Learning quantum states of continuous variable systems

• Main Authors: Mele, Francesco Anna, Mele, Antonio Anna, Bittel, Lennart, Eisert, Jens, Giovannetti, Vittorio, Lami, Ludovico, Leone, Lorenzo, Oliviero, Salvatore F. E
• Format: Journal Article
• Language: English
• Published: 02.05.2024
• Subjects: Physics - Quantum Physics
• DOI: 10.48550/arxiv.2405.01431

Quantum state tomography, aimed at deriving a classical description of an unknown state from measurement data, is a fundamental task in quantum physics.
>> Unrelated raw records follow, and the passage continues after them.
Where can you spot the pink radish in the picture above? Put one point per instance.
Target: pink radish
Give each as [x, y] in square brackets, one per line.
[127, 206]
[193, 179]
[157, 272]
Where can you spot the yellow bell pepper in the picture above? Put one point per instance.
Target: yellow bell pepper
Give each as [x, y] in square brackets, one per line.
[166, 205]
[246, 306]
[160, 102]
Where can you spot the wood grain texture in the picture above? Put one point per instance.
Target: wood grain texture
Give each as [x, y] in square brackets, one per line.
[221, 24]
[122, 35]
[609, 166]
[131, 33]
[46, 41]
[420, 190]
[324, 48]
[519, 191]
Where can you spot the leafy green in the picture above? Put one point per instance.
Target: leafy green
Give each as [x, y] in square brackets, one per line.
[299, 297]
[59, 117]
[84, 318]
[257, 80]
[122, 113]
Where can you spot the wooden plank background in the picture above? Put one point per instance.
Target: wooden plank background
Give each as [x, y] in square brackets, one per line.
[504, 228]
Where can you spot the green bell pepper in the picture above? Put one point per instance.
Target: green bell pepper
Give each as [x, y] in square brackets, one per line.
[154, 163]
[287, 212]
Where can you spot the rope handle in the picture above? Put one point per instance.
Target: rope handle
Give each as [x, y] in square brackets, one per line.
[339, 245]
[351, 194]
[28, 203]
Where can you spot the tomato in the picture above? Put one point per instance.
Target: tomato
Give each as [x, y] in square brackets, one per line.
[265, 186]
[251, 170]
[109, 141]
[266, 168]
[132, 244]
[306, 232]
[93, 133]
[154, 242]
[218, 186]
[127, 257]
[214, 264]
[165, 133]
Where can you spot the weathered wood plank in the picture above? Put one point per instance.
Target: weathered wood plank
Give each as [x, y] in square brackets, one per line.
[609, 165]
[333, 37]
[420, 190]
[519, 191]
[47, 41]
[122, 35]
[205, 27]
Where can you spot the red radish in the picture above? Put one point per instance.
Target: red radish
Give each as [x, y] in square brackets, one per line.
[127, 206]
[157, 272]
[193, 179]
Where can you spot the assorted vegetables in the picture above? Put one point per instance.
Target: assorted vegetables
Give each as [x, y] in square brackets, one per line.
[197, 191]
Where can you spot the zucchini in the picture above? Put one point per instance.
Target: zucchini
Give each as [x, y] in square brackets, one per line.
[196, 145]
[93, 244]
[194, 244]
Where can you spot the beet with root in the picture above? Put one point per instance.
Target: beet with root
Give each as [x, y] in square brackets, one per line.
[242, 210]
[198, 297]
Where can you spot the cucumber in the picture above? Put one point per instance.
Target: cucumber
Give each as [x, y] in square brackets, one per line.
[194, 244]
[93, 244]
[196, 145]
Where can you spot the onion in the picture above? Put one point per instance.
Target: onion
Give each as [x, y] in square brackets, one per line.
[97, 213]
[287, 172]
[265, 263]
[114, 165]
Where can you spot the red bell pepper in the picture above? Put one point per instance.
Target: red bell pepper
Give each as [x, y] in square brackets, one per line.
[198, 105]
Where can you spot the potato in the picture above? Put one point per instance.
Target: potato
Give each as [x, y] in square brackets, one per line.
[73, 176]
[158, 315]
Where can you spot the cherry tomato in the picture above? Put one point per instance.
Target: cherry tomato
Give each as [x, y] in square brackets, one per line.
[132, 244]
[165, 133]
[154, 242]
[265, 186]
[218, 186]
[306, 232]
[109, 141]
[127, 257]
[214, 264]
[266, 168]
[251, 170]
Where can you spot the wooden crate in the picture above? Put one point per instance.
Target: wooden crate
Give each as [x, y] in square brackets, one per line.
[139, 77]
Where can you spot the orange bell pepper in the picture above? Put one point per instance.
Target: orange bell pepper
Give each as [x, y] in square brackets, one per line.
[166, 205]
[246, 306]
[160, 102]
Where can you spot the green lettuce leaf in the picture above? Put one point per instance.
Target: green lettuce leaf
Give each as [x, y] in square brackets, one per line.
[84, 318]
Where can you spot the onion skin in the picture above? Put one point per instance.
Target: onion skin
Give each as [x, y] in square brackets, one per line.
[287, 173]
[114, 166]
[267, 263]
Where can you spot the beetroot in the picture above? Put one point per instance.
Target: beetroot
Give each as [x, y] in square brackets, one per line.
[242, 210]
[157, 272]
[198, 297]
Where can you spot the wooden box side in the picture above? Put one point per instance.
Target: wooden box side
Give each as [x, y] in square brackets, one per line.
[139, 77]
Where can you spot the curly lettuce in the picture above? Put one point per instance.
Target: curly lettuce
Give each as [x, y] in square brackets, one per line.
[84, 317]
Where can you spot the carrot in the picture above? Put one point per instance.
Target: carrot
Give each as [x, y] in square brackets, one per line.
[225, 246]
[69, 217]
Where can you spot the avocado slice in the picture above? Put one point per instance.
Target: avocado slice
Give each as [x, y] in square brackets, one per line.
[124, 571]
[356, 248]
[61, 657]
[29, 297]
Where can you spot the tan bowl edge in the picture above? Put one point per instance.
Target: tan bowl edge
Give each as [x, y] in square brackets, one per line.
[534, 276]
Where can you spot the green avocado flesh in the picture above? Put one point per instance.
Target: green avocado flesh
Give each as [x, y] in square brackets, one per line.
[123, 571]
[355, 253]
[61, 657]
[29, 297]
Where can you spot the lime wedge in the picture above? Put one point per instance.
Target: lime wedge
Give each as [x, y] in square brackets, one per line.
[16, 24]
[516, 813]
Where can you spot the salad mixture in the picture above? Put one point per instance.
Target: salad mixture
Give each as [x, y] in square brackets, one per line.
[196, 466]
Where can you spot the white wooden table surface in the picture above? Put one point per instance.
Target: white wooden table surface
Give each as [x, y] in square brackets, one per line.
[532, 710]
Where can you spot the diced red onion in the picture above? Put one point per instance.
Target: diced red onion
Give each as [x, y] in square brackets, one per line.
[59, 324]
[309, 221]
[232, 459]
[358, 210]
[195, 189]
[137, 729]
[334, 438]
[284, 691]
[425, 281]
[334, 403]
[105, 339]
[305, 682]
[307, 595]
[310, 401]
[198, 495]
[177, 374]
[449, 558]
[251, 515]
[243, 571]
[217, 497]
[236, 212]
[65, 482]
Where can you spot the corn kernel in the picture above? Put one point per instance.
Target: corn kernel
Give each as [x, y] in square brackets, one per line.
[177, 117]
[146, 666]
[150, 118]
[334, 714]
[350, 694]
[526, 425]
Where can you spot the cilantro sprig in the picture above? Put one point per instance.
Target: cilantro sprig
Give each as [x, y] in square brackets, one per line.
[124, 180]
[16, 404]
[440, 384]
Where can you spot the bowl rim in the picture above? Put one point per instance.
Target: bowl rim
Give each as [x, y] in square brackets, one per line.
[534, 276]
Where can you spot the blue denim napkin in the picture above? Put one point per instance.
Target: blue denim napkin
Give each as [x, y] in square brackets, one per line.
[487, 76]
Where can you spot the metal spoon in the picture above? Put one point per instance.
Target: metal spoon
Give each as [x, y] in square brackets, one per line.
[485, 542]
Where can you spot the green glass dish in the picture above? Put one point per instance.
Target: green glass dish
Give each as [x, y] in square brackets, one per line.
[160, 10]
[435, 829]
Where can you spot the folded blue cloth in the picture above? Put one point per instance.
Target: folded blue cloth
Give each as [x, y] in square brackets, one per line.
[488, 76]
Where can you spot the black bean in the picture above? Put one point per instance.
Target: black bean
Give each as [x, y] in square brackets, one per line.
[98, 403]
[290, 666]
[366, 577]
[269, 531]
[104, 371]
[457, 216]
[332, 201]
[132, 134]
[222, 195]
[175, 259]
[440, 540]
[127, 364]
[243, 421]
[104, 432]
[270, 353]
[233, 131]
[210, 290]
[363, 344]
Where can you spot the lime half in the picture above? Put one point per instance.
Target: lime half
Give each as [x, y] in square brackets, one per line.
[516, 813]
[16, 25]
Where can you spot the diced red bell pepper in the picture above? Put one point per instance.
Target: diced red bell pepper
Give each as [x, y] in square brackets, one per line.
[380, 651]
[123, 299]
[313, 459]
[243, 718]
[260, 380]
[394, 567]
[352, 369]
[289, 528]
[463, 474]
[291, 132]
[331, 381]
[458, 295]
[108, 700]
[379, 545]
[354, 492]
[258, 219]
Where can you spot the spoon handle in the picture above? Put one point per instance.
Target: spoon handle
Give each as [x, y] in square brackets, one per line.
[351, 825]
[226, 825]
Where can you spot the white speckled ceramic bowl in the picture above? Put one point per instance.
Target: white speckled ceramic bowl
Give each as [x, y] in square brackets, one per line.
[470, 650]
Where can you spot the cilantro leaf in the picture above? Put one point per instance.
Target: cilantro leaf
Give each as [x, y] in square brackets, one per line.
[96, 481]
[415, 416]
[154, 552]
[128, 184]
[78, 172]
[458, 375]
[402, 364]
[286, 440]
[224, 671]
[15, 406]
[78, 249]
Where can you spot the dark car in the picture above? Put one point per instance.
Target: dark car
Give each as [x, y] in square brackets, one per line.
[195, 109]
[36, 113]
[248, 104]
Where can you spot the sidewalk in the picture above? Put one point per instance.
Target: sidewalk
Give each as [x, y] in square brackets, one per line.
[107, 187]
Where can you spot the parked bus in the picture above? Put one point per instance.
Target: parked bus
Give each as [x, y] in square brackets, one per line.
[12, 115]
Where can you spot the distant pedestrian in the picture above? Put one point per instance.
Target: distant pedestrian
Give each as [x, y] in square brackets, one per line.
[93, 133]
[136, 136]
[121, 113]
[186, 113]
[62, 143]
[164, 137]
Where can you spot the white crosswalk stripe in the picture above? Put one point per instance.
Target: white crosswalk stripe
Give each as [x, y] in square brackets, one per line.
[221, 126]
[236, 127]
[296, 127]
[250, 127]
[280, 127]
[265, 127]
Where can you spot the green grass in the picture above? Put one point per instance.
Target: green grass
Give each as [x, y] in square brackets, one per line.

In this work, we analyse the ultimate achievable performance of tomography of continuous-variable systems, such as bosonic and quantum optical systems. We prove that tomography of these systems is extremely inefficient in terms of time resources, much more so than tomography of finite-dimensional systems: not only does the minimum number of state copies needed for tomography scale exponentially with the number of modes, but it also exhibits a dramatic scaling with the trace-distance error, even for low-energy states, in stark contrast with the finite-dimensional case. On a more positive note, we prove that tomography of Gaussian states is efficient. To accomplish this, we answer a fundamental question for the field of continuous-variable quantum information: if we know with a certain error the first and second moments of an unknown Gaussian state, what is the resulting trace-distance error that we make on the state? Lastly, we demonstrate that tomography of non-Gaussian states prepared through Gaussian unitaries and a few local non-Gaussian evolutions is efficient and experimentally feasible.